Bi tenesıni aliyor yanına, buna yol gösderiyor. Çocoħ gılıcıni aliyor, doğri çıħiyor en yuħari gata. Gidiyor bi gapi açiyor baħiyor ki dev bi saltanatnan uzanmiş yatiyor. Devi uyatmadan devin gafasıni kesiyor. Devin boynoni kesdıħdan sora iniyor aşağiya. Bütün gapilari açiyor, diyor ki: "Evine getmek isdeyen getsın, getmiyen burda galsın. Ben devi öldördöm, boynoni kesdım."

Devin o geder hezinesi varmiş, odalari açiyor, hepsıni gösderiyor. Sora çağıriyor gızların bi tenesıni, diyor: "En böyögönöz kimdır?" Diyiler: "En böyögömöz budur." Çağıriyor böyögi, diyor: "Baħ, biz de gırħ gardaşıħ. Hal hekaya beleken bele. Biz çıħmişıħ, gırħ tene baci ariyıħ. Bunnari bulduğumuz takdırde bunnarnan evlenecaħ. Fakat babamızın üç tene nasIħati var. Biz birincisine, ikincisine rasladıħ. Fakat Canpolat'a rasliyana geder gidecaħ. Burdan ayrılmasanız, biz gelişımızde sizi alacaz ve sizinle evlenecağız."

Bunnar söz veriyorlar. Onnar orda galsın, biz gelelim öbür gardaşlara. Aradan gaç gün geçmişse Allah bilir, geliyor gardaşlarına. Gardaşlari ele eyni şekilde, nece bıraħmişsa ele uyuyilar. Muncuħlar gulaħlarında, uyuyilar. Tabi muncuħlari gulaħlarınnan tek tek çıħariyor. Çıħardıħdan sora bunnari uyandıriyor. "Gaħın, ne uyuyisiz? Artıħ gün, güneş nereye çıħmiş, gaħın yolomoza devam edelim." Bunnar uyaniyorlar. Diyorlar ki: "Hani noldi? Sen bize bele dedin, babamız bele demiş; baħ heç bişi olmadi." "Tamam gardaşım, bele dedım, heç bişi olmadi" diyi.

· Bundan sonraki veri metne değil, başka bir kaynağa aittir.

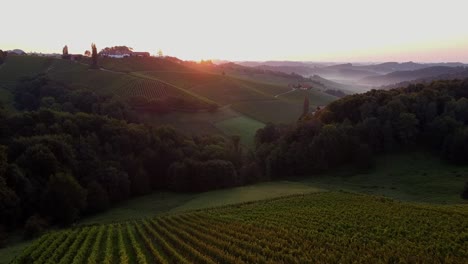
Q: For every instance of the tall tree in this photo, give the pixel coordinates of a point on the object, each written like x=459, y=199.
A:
x=305, y=110
x=3, y=55
x=65, y=53
x=94, y=54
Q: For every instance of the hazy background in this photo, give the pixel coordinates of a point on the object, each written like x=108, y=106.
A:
x=322, y=30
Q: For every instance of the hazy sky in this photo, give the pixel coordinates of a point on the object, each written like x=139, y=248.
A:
x=322, y=30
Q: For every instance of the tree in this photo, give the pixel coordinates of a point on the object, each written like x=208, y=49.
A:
x=464, y=194
x=97, y=198
x=3, y=55
x=64, y=198
x=94, y=54
x=65, y=54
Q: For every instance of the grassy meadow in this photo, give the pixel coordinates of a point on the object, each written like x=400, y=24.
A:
x=419, y=179
x=331, y=227
x=242, y=126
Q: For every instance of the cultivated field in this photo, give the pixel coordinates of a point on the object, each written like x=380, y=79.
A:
x=329, y=227
x=274, y=111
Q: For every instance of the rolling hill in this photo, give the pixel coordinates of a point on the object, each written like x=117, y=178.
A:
x=240, y=96
x=401, y=76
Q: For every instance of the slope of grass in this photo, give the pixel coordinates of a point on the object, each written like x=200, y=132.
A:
x=275, y=111
x=315, y=228
x=134, y=64
x=414, y=176
x=316, y=98
x=16, y=67
x=242, y=126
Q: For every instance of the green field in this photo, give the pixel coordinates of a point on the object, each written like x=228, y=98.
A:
x=242, y=126
x=328, y=227
x=413, y=177
x=316, y=98
x=16, y=67
x=274, y=111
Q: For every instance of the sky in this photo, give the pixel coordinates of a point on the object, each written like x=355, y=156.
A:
x=314, y=30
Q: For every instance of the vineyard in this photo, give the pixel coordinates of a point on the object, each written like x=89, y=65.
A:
x=146, y=88
x=329, y=227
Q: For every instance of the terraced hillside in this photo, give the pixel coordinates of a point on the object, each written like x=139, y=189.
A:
x=331, y=227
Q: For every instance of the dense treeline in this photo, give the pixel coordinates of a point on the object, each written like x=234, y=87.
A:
x=351, y=130
x=71, y=152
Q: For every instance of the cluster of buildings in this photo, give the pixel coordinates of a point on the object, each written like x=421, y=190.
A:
x=125, y=55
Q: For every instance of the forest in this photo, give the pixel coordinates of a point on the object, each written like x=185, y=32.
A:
x=68, y=152
x=430, y=117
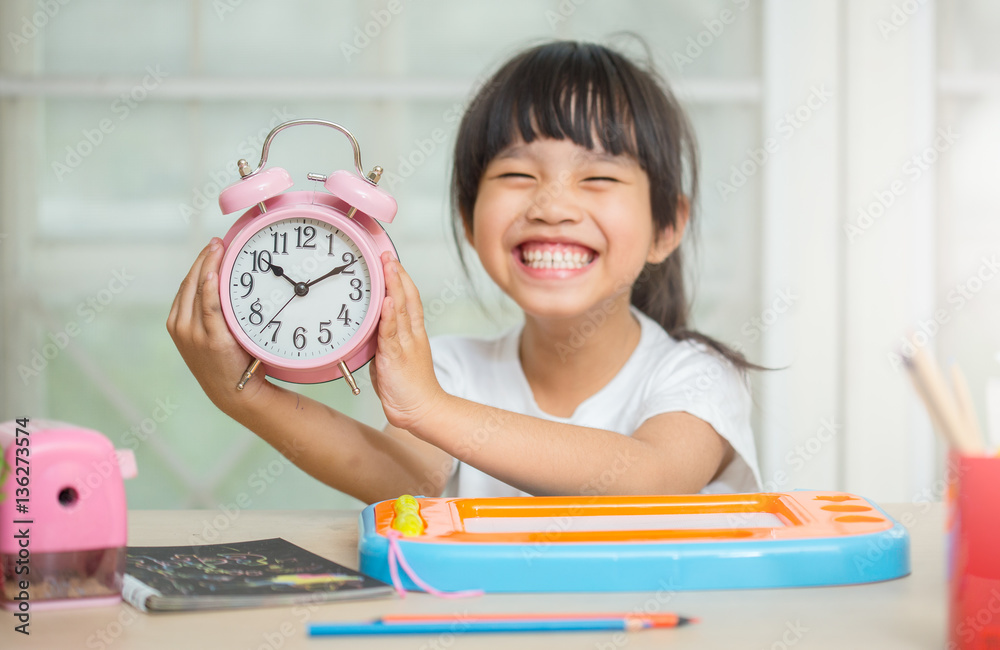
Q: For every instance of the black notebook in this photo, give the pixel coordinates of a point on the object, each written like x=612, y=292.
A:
x=255, y=573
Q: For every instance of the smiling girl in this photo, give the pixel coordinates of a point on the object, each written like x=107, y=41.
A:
x=573, y=182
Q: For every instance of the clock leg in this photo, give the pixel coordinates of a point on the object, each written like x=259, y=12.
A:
x=252, y=368
x=349, y=377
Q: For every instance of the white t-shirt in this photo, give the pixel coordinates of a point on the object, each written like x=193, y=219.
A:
x=662, y=375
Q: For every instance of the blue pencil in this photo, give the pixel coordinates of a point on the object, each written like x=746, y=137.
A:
x=462, y=627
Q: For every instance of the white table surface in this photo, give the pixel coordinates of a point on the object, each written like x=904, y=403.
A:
x=907, y=613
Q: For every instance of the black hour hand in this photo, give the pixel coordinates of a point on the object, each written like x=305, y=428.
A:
x=280, y=272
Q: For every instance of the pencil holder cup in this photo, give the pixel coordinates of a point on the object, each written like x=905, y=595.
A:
x=973, y=552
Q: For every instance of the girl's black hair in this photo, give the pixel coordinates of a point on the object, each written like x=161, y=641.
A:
x=579, y=91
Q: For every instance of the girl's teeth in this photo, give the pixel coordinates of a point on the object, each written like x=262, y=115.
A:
x=557, y=259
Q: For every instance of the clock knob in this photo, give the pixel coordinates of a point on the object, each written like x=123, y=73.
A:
x=362, y=194
x=255, y=189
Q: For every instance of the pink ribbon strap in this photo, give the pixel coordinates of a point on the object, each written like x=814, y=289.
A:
x=396, y=555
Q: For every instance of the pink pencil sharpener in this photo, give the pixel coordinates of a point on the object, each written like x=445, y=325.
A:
x=63, y=525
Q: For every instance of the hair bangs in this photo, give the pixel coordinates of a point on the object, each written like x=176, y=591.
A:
x=573, y=93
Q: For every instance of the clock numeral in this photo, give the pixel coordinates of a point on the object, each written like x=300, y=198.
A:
x=356, y=284
x=310, y=234
x=284, y=242
x=348, y=259
x=261, y=264
x=277, y=326
x=325, y=332
x=247, y=281
x=299, y=338
x=255, y=310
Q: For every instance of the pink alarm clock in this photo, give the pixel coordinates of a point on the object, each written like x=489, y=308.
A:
x=63, y=523
x=301, y=282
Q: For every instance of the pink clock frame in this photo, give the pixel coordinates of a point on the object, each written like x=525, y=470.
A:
x=363, y=230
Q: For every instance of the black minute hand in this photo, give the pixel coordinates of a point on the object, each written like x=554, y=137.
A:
x=339, y=269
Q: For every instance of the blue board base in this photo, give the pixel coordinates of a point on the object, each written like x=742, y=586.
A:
x=646, y=566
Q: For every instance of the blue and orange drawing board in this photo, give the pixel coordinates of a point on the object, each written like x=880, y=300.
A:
x=637, y=543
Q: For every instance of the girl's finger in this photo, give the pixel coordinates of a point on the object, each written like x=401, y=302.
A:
x=394, y=289
x=208, y=296
x=207, y=266
x=388, y=344
x=184, y=300
x=413, y=305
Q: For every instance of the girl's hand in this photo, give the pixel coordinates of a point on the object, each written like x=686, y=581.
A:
x=200, y=333
x=403, y=372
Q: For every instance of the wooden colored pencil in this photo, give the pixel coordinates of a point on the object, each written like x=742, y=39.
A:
x=455, y=625
x=658, y=619
x=965, y=406
x=940, y=404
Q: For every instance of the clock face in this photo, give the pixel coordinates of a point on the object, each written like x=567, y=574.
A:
x=300, y=288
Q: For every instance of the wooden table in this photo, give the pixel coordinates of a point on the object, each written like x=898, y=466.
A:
x=906, y=613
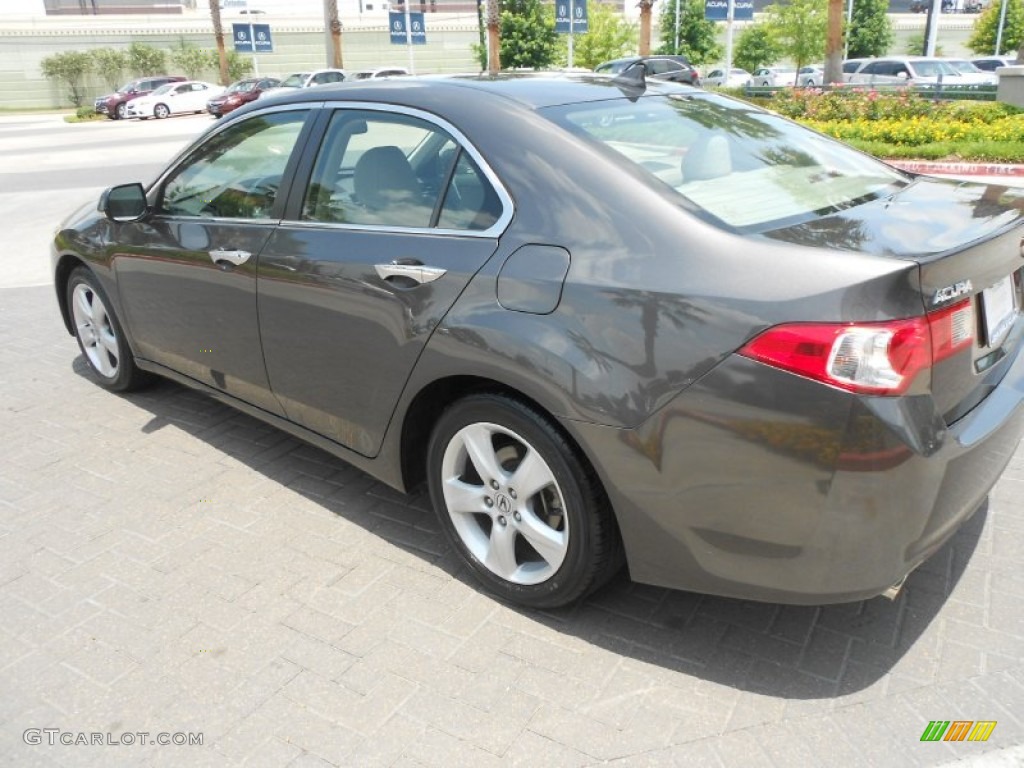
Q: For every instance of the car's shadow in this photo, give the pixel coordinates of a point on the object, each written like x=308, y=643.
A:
x=779, y=650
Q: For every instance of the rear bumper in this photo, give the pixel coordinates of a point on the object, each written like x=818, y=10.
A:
x=757, y=484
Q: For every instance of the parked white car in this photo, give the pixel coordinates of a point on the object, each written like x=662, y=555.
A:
x=906, y=71
x=718, y=79
x=307, y=80
x=381, y=72
x=971, y=75
x=811, y=77
x=173, y=98
x=774, y=77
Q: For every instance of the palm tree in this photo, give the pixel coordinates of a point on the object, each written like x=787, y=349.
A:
x=645, y=6
x=834, y=44
x=331, y=11
x=494, y=37
x=218, y=34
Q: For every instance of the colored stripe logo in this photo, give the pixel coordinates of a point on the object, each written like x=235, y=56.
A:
x=958, y=730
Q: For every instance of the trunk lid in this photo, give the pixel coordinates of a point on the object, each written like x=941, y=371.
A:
x=968, y=242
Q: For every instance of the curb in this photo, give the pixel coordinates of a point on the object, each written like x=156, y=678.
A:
x=960, y=169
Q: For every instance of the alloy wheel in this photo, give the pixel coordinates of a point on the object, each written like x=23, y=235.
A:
x=95, y=331
x=505, y=503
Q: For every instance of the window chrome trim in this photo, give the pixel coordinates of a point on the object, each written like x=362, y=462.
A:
x=493, y=231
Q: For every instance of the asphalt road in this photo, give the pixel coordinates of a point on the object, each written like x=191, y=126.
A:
x=171, y=566
x=48, y=168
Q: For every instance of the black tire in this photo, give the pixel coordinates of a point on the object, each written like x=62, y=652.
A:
x=99, y=335
x=571, y=511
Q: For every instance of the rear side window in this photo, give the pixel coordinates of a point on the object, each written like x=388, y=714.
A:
x=396, y=171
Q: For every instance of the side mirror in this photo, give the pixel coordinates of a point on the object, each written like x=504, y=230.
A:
x=124, y=203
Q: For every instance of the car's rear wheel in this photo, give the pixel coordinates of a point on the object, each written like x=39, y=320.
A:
x=99, y=335
x=514, y=499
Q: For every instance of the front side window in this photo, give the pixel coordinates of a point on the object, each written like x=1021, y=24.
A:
x=392, y=170
x=236, y=174
x=749, y=169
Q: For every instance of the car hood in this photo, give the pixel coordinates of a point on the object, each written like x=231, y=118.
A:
x=927, y=217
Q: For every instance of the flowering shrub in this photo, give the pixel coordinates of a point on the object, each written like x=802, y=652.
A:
x=854, y=103
x=916, y=131
x=900, y=119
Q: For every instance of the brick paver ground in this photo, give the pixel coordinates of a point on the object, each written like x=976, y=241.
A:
x=170, y=564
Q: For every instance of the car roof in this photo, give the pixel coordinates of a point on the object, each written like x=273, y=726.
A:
x=531, y=90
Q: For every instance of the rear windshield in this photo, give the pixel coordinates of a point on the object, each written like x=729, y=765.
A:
x=750, y=169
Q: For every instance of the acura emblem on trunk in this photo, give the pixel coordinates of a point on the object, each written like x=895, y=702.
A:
x=951, y=292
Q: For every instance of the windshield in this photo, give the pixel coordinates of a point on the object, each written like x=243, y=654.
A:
x=750, y=169
x=965, y=68
x=932, y=69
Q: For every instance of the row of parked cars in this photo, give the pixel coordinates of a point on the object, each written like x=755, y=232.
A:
x=881, y=71
x=162, y=95
x=887, y=70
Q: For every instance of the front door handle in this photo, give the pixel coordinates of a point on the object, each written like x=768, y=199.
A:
x=238, y=258
x=418, y=272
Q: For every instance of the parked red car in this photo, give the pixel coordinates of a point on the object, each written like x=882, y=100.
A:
x=113, y=104
x=240, y=93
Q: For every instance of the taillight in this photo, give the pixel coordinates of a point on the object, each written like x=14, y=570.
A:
x=866, y=357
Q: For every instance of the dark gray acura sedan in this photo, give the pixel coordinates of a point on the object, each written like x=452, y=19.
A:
x=602, y=321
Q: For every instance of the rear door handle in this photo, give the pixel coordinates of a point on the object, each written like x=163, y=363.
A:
x=417, y=272
x=238, y=258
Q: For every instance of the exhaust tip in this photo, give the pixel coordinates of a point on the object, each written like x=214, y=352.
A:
x=892, y=592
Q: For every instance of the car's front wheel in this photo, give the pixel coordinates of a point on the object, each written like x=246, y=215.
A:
x=99, y=335
x=519, y=505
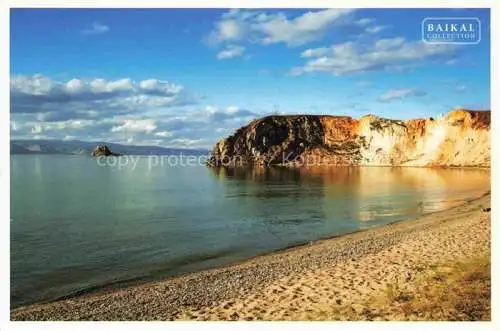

Yüklerıni yükledıħdan sora yollarına devam ediyorlar. Az gidiler, çoħ gidiler, ele sanilar tez gidiler. Dereleri sel gibi, tepeleri yel gibi, Hamza Pehlivan gibi, yiyıp içeraħ, gonop göçeraħ... Efendım, günün birinde bu Canpolat dediğımız bu devin mesgenıne ulaşiyorlar. Baħiyorlar ki nece bi gale. Uçsuz, bucaħsız bi gale. Ele bi baħçesi var ki insan gıymiyor baħsın. Her terefi möhrenen çekilmiş. Bunnar gapiya geliyorlar. baħçeye girecaħlar tabi. Mirza Mehmet gardaşlarına diyor ki: "Gelin vazgeçelim, üzerinde yaziyor işde, Canpolatın mesgeni, Canpolat galesi. Biz bu işden vazgeçelim. Babamızın nesIħeti vardır, vazgeçıp gidelim."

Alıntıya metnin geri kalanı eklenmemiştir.